HOME SCHOOL BOOK REVIEW
Book: Sounding Forth the Trumpet, 1837-1860: God’s Plan for America, Book 3
Authors: Peter Marshall and David Manuel
Publisher: Revell, republished in 2009
Related website: http://www.bakerbooks.com (publisher)
Language level: 1
(1=nothing objectionable; 2=common euphemisms and/or childish slang terms; 3=some cursing or profanity; 4=a lot of cursing or profanity; 5=obscenity and/or vulgarity)
Recommended reading level: Teens and adults
Rating: ***** 5 stars (EXCELLENT)
Reviewed by Wayne S. Walker
Disclosure: Many publishers and/or authors provide free copies of their books in exchange for an honest review without requiring a positive opinion. Any books donated to Home School Book Review for review purposes are in turn donated to a library. No other compensation has been received for the reviews posted on Home School Book Review.
For more information e-mail email@example.com .
Marshall, Peter, and Manuel, David. Sounding Forth the Trumpet, 1837-1860: God’s Plan for America, Book 3 (published in 1998 by Fleming H. Revell, a division of Baker Book House Company, P. O. Box 6287, Grand Rapids, MI 49516). This third volume in Marshall and Manuel’s providential American history series, “God’s Plan for America,” after The Light and the Glory, covering 1492 to 1787, and From Sea to Shining Sea, covering 1767 to 1837, brings to life one of the most crucial epochs in America’s history covering the events leading up to and precipitating the Civil War, including the Gold Rush, the Mexican War, the skirmishes of Bleeding Kansas, and the emergence of Abraham Lincoln, with emphasis on the tragic issue of slavery. The biggest complaint which I saw about the book, even by some “conservative, northerner, Christian, homeschoolers” was that “The authors devote virtually all of the discussion of the causes of the Civil War to the single issue of slavery.” I realize that there were other factors that were involved the American Civil War, such as the issues of state’s rights and economics, but I too am of the firm belief that if it had not been for the problem of slavery, the other difficulties could have been settled peacefully and politically, and there would have been no war.
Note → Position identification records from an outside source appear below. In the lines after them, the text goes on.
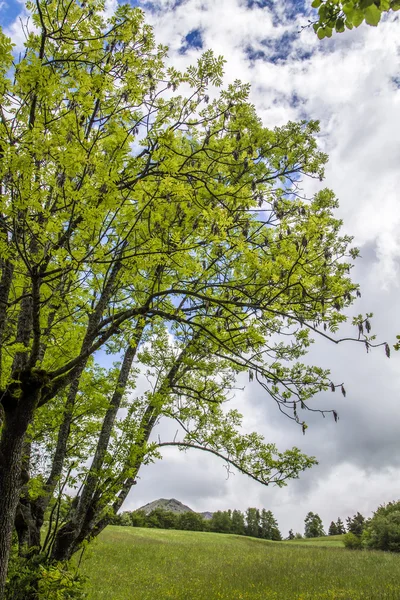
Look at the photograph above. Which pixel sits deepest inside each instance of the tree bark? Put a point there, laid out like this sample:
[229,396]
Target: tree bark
[18,415]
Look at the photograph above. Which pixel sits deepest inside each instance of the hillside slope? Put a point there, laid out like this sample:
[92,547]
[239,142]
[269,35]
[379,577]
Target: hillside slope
[172,505]
[149,564]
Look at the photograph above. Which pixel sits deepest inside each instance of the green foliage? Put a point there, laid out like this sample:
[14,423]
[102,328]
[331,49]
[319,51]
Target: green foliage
[165,230]
[382,531]
[356,524]
[34,578]
[252,522]
[221,522]
[340,528]
[268,529]
[336,15]
[351,541]
[313,526]
[332,529]
[190,521]
[146,564]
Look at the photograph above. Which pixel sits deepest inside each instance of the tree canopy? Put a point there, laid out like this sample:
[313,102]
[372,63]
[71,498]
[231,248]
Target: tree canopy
[338,15]
[150,220]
Do I agree with all the conclusions that the author’s reach? No, I do not. For example, referring to Theodore Weld’s seventy young, on-fire seminarians which basically began the abolitionist movement, they write that “the fire of the Holy Spirit fell on the Seventy in a way that changed their lives forever.” Reasonable people may disagree as to what part the Holy Spirit might have played in anti-slavery circles, but I am very hesitant in attributing anything to Him apart from divine revelation. At the same time, I do think that any view of American history that does not at least include the possibility of “His story” unfolding in these events is missing something. I agree with William F. Buckley, a conservative hero of mine from earlier days, who said, “Messrs. Marshall and Manuel have put religion back in place in a wonderful depiction of the heady days before the great war.” And I agree with Cal Thomas, a conservative icon of present times, who wrote, “The authors again remind us of the things we’ve left behind and admonish us to go back and pick them up.”
Another criticism of the book is that they authors were biased, but I found them to be eminently fair. Consider their treatment of native Americans. “Did God want the Indians pushed off their hunting g rounds and herded into reservations? These were not easy questions to answer, and only an arrogant fool would claim to be sure of knowing God’s complete plan and intent….But among any people, even some among those who consider themselves Christians, there will be some who are cruel and insensitive.” I especially found the following comparison interesting. In promoting popular sovereignty concerning slavery, Senator Stephen “Douglas had said that freedom was the cornerstone of American democracy….In 1858, the pro-choice argument laid America open to charges of the worst sort of hypocrisy.” What does that tell us about today’s “pro-choice” movement regarding abortion? In fact, I must agree with the authors when, in their comparison of the 1858 Supreme Court decision that slave were not humans with rights to the 1973 Supreme Court decision that unborn babies are not humans with rights, they declare, “Today, if we turn back to God and seek His face and turn from our wicked ways, we will experience a similar revival. Hopefully it will reverse our downward slide into a new Dark Age. Even if it does not, it will prepare us for what we must go through.” Amen! It would be interesting to see what Marshall and Manuel might have written about the Civil War, the post-bellum period, and the twentieth century. But, alas, they have both passed on.